衛星軌道投入ロケット「ZERO」は“みんな”で開発、MOMO2号機の失敗が教訓に:宇宙開発(1/2 ページ)
ロケット開発ベンチャーのインターステラテクノロジズ(IST)が、観測ロケット「MOMO」の開発状況を報告するとともに、衛星軌道投入ロケット「ZERO」の開発に向けた事業体制について発表した。
インターステラテクノロジズが打ち上げを予定している「ZERO」(左)と「MOMO3号機」(右)のミニチュア。1段式ロケットであるMOMOの全長10mに対して、1段式ロケットのZEROは全長22mになる(クリックで拡大)
ロケット開発ベンチャーのインターステラテクノロジズ(以下、IST)は2019年3月19日、東京都内で会見を開き、観測ロケット「MOMO」の開発状況を報告するとともに、衛星軌道投入ロケット「ZERO」の開発に向けた事業体制について発表した。2018年6月に行ったMOMO2号機の打ち上げ実験失敗の原因分析と問題解決に向けた地上実験を終えたことから、MOMO3号機の打ち上げを「2018年内のできるだけ早い段階」(IST 代表取締役 CEOの稲川貴大氏)で行う。MOMOよりも開発難易度が高いZEROについては、IST単独で開発を行うのではなく、丸紅や宇宙航空研究開発機構(JAXA)など8つの企業や団体が参画するサポートチーム「みんなのロケットパートナーズ」とともに進め、2023年の打ち上げを目指す。
会見に登壇したIST ファウンダーの堀江貴文氏は「MOMO2号機で発生した問題の原因を究明し、リハーサルともいえる改善を図ったシステムでのテストも完了した。まだ正確な時期は決まっていないが、MOMO3号機の打ち上げに向けた準備は整っている」と語る。
MOMO2号機における打ち上げ実験失敗は、新規要素の姿勢制御用スラスター燃焼器が設定範囲外で動作したことが原因だった。これにより姿勢制御用ガス温度が設計値を上回り配管が溶融、漏れた高温ガスバルブ駆動系配管を焼損し、これを検知した安全システムが働いてエンジンが停止、墜落に至った。ISTは「この2号機の失敗を省みて、外部の有識者によるアドバイスも得ることにした」(井川氏)として、2018年10月には三菱重工業やJAXAなどでロケット開発に関わった技術者が参画する外部原因対策委員会を設立している。

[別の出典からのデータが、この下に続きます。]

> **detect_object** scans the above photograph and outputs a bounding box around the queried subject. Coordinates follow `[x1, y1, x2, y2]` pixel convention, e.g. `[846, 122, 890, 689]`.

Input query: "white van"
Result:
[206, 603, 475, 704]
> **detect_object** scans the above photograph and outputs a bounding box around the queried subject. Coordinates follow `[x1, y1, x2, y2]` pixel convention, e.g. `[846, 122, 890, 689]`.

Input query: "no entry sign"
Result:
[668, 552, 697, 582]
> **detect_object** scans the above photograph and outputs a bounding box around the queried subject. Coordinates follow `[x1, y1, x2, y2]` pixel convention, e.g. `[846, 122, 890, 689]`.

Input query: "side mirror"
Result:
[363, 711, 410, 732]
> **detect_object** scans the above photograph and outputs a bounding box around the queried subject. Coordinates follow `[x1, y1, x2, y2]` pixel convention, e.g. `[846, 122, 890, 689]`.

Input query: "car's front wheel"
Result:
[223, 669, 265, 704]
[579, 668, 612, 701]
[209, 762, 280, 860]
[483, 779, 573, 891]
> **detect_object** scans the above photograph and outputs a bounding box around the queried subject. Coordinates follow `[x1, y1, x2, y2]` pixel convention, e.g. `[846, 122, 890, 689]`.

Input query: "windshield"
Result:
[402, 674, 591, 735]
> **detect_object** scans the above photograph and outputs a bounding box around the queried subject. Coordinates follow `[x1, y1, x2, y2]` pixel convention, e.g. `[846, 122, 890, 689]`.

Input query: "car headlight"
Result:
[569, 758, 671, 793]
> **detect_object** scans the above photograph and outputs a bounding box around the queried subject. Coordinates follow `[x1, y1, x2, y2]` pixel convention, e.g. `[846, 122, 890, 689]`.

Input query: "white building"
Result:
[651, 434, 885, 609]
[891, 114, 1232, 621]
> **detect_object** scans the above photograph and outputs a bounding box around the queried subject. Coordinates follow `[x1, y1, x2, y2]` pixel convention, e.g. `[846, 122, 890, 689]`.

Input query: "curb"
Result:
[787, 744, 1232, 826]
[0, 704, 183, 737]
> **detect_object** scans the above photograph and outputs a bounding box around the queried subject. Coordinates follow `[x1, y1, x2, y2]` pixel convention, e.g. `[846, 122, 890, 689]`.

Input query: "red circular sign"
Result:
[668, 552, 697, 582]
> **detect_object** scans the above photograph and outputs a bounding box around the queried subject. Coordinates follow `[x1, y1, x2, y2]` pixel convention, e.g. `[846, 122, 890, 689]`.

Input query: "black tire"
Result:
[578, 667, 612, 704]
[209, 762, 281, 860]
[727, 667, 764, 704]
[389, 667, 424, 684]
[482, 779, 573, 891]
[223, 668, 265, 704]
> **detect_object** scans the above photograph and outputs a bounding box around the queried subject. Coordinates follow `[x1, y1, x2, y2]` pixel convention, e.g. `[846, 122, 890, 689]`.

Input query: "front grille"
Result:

その上で、ロケットを固定した状態で、準衛星軌道まで到達するのに必要な120秒間のエンジン燃焼を行う縦吹き燃焼実験(CFT)を実施し、実際の打ち上げでは用いないさまざまなセンサーからのデータを取得するなどして健全性を確認。これを受けて、MOMO3号機の打ち上げが決定した。
なおMOMO3号機は、実業家の丹下大氏、投資運用会社のレオス・キャピタルワークス、
日本創生投資がスポンサーになっている。IT企業であるSHIFTの社長だが、今回は個人としてスポンサーに名乗りを上げた丹下氏は命名権を取得。MOMO3号機の名称を「宇宙品質にシフト MOMO3号機」としている。
これまでと同様に北海道大樹町で行われるMOMO3号機の打ち上げ実験が成功すれば、ISTは観測ロケットの商用化を進めて行く考えだ。